He lived as a young child a secure and happy life until the war arrives in his village, at which point he quite literally runs away. Along the way he meets many other boys also fleeing, both the government army and the SPLA, who are likely to recruit them and force them to fight. They end up with a huge gang who together trek for some months across southern Sudan and into Ethiopia. They go through unimaginable hardship, hunger and endurance, it is incredible how any of them survived at all. Many die of hunger and exhaustion, some are killed by wild animals in the forest, a cause of much fear among the group. Sometimes they are helped along the way by villagers, often they have to hide as the violence catches up with them. They almost become immune to the suffering, watching each other die, accepting it as inevitable, almost welcoming it for themselves as the whole experience threatens to overwhelm. Here Valentino describes the death of his friend:

"I had known William K since he was a baby. Our mothers had placed us in the same bed as infants. We knew each other as we learned to walk and speak. I could not remember more than a handful of those days that we had not been together, that I had not run with William K. We were simply friends who lived in a village together and expected to always be boys and friends in our village. But in these past months, we had travelled so far from our families, and we had no homes, and we had become so weak and no longer looked as we had before. And now William K's life had ended and his body lay at my feet." (p.217)

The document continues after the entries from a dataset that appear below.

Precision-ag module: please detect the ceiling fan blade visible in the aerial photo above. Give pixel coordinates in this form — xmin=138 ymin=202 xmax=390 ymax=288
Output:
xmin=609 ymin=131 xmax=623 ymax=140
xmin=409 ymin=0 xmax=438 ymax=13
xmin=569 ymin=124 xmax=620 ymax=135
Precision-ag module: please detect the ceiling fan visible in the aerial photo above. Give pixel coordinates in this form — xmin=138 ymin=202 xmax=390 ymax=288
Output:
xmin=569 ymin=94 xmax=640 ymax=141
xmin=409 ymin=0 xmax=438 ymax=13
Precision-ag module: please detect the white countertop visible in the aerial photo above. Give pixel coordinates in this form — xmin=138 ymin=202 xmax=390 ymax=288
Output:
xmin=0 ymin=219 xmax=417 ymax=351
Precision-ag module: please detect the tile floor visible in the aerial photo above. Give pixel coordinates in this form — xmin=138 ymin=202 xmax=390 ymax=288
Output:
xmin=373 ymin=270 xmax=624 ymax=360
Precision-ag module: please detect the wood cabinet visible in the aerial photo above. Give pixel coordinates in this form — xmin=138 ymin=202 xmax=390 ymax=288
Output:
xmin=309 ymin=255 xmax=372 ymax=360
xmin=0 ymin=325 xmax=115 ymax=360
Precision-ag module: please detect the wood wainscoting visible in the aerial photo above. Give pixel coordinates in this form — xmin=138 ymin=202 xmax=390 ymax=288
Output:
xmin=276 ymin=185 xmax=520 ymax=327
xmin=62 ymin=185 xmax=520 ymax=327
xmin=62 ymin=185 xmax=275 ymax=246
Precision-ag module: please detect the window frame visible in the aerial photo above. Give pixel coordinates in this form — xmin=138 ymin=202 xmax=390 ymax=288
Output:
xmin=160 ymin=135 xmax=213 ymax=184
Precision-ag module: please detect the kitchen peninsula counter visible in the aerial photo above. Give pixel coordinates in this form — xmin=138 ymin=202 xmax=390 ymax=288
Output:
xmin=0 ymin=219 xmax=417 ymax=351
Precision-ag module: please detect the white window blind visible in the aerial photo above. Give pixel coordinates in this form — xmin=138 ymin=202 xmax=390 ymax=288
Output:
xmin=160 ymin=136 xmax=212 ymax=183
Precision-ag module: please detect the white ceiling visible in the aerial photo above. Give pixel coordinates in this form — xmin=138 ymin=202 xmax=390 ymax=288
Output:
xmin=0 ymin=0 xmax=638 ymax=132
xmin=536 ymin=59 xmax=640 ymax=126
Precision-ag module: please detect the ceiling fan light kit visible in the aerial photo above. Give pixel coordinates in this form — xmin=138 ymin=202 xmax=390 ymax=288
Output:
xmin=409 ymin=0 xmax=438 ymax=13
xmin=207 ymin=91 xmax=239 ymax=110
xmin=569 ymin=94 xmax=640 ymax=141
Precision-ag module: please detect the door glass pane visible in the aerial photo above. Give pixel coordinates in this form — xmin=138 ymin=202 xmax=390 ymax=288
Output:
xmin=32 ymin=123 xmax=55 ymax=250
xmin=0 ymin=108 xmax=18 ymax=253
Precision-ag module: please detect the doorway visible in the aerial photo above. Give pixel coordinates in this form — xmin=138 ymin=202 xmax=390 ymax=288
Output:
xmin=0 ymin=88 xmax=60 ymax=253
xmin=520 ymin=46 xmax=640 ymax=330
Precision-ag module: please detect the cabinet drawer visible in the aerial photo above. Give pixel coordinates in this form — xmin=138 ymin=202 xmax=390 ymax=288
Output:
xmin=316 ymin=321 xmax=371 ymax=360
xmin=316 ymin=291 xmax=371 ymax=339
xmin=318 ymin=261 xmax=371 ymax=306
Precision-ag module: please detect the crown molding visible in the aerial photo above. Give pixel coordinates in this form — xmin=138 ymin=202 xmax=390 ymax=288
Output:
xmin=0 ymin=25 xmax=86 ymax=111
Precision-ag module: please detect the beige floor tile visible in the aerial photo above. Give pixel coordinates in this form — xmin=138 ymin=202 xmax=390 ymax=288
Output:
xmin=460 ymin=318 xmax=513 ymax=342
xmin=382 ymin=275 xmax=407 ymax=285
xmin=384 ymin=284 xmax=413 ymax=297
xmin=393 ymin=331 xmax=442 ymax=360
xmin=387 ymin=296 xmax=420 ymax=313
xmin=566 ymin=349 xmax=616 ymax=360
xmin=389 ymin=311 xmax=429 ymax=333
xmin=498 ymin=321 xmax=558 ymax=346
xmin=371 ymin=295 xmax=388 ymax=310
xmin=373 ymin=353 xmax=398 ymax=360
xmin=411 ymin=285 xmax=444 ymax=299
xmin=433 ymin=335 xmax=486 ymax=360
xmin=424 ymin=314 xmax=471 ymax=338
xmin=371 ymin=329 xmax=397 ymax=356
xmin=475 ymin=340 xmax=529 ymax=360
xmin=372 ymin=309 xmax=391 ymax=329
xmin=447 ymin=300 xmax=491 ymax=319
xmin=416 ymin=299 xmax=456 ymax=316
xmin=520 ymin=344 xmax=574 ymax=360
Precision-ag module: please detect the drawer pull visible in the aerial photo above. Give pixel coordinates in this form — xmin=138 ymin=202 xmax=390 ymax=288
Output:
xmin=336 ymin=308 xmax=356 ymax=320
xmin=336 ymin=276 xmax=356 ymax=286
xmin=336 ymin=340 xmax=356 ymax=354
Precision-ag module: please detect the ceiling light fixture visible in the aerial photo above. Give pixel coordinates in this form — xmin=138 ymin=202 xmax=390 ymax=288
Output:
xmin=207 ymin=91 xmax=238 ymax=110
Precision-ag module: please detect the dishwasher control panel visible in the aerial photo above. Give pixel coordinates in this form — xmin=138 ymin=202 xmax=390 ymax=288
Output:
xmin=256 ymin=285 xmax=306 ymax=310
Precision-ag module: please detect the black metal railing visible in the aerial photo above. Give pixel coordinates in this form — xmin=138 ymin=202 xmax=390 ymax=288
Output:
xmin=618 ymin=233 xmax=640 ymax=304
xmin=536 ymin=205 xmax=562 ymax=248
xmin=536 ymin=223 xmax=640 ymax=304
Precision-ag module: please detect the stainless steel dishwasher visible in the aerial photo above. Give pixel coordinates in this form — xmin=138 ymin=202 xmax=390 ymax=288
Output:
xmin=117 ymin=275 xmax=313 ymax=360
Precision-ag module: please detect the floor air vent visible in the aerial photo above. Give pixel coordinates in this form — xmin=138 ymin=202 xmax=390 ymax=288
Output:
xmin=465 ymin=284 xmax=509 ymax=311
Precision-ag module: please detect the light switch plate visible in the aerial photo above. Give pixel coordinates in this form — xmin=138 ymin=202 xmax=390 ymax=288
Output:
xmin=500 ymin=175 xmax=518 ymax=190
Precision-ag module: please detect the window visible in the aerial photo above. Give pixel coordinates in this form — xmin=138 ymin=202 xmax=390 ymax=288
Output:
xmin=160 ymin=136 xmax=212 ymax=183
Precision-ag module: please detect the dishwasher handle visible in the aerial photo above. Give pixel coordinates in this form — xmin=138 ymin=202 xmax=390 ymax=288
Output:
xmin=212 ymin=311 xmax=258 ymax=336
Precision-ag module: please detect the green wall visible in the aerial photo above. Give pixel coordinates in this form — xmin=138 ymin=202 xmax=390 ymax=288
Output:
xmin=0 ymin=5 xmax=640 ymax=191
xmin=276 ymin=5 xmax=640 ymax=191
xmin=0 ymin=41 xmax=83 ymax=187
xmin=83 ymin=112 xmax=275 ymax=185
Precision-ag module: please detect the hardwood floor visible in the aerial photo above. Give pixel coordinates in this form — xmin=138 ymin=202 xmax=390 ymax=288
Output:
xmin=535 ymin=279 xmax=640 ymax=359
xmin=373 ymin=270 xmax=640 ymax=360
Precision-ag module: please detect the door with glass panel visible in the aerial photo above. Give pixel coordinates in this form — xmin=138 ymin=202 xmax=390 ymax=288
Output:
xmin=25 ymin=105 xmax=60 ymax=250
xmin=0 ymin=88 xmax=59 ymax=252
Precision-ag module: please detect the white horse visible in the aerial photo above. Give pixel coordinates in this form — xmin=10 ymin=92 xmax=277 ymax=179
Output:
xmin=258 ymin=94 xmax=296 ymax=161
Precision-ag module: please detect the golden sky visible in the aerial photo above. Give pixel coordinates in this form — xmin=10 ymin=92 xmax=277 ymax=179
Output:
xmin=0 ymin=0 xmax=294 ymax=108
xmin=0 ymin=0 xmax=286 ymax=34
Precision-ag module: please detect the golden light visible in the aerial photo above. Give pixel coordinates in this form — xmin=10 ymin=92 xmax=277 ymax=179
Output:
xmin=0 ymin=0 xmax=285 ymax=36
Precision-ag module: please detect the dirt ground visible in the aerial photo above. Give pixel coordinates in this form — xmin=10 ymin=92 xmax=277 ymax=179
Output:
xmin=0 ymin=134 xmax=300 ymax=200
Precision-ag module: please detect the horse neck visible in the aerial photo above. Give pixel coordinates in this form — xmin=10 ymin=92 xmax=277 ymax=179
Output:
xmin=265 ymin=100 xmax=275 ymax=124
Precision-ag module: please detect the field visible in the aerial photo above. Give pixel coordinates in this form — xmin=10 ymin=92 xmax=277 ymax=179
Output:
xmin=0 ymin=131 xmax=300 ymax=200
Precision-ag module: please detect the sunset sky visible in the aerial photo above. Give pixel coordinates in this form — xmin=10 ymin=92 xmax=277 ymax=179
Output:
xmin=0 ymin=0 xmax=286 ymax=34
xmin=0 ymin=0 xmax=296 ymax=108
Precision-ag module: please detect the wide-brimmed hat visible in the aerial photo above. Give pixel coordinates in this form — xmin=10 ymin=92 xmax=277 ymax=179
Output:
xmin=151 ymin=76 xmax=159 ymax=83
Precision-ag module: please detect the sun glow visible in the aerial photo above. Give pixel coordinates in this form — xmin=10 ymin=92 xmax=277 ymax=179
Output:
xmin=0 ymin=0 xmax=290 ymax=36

They spend some time in a refugee camp in Ethiopia until tension with the locals causes them to be driven out and they then end up in Kenya, in another camp called Kakuma, where he then lives for over ten years. But life there was merely existing, with a sense of impermanence, always waiting to be able to return home.

"What was life in Kakuma? Was it life? There was debate about this. On the one hand, we were alive, which meant that we were living a life, that we were eating and could enjoy friendship and learning and could love. But we were nowhere. Kakuma was nowhere. Kakuma was, we were told, the Kenyan word for nowhere. No matter the meaning of the word, the place was not a place. It was a kind of purgatory, more so than Pinyudo, which at least had a constant river, and in other ways resembled the southern Sudan we had left. But Kakuma was hotter, windier, far more arid. There was little in the way of grass or trees in that land, there were no forests to scavenge for materials; there was nothing for miles, it seemed, so we became dependent on the UN for everything." (p.373-4)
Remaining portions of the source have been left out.